Please ask about problems and questions regarding this tutorial on answers.ros.org. Don't forget to include in your question the link to this page, the versions of your OS & ROS, and also add appropriate tags. |
Running the MDM demo
Description: This page describes how to run and interpret the MDM demo.Tutorial Level:
Next Tutorial: Implementing a State Layer
(Note: the following tutorial has been tested in ROS Indigo and Hydro).
In the following, we assume that you have downloaded the MDM metapackage from https://github.com/larsys/markov_decision_making.git into a working Catkin workspace, compiled the respective workspace with catkin_make, and updated your environment variables.
Then, you can run the demo:
roslaunch mdm_example ISR_demo.launch
Once the demo is running, Rviz will show up, and your view should be similar to the following screen capture:
In this window you can see a small Pioneer 3-AT robot, simulated in Stage, patrolling its office environment. The robot follows an MDP policy, which is saved as a plain text file in 'mdm_example/config/MDP_policy'.
In the particular case of MDPs, a deterministic policy can be written as a simple array, which specifies the index of the action that the agent should take, for each state in its model of the environment. The file looks like the following:
[12](0,0,0,1,3,1,1,1,1,2,0,0)
This array is written in the boost::ublas::io format. For different decision-theoretic frameworks, the policy may need to be written in a different format.
While the demo is running, you will be able to see the following important ROS topics:
- /agent/100/state
- /agent/100/action
By echoing these topics, you can see the state and action of your agent in real time. The state of the system is being computed by means of the topological_tools package. Open the file 'mdm_example/maps/ISR_label_map.png'. It will look like the following:
This figure is actually a copy of map that is being used for navigation by move_base, but colored in such a way as to distinguish the different topological regions of this environment. Each color corresponds to a different named state. This correspondence is specified in the file 'mdm_example/config/predicate_labels.yaml'.

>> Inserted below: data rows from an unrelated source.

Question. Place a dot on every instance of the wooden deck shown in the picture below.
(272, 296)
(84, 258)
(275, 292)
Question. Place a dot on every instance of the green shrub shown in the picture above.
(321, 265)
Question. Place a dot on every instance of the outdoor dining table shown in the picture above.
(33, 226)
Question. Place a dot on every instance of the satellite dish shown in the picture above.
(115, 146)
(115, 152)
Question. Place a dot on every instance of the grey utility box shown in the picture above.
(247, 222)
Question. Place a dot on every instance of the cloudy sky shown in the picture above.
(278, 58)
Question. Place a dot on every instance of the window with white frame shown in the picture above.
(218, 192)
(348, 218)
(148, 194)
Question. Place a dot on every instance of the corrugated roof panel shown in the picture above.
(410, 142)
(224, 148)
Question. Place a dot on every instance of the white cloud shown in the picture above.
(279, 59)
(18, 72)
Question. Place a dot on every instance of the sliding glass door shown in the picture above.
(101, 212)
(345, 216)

During execution, a pose labeler node returns the text label associated with the current position of the robot. Then, the main predicate_manager node converts that label into a logical-valued predicate, symbolizing the fact that the robot is in the respective room. The State Layer for this problem then converts that logical-valued representation into an index of a state of our MDP. This state is mapped to an action, through the policy that we saw above.
The action, in turn, is mapped into a move_base goal, through the agent's Action Layer, again by using utilities from the topological_tools package. The file 'mdm_example/config/topological_map.xml' contains an XML description of the topological layout of this environment (a connected graph) and the representative positions of each of these topological areas. Each time that the robot takes an "action" in one of these "states", it recovers a specific goal pose from the topological map, which is then sent to the navigation module of the robot, completing the loop.
Note that, although this example makes heavy use of tools and concepts that make sense only in topological navigation problems, this is merely for explanatory purposes -- the library is by no means restricted to this class of problems. The important message of this example lies in its control flow, which is generic across all MDP-based agents: first, the sensorial data (or features computed from that data) of the robot is mapped into a "state" or "observation" that is compatible with our decision-theoretic representation of the environment; a control policy then maps that state or observation into an action; and that action is then mapped back into a control signal that makes sense for the robot.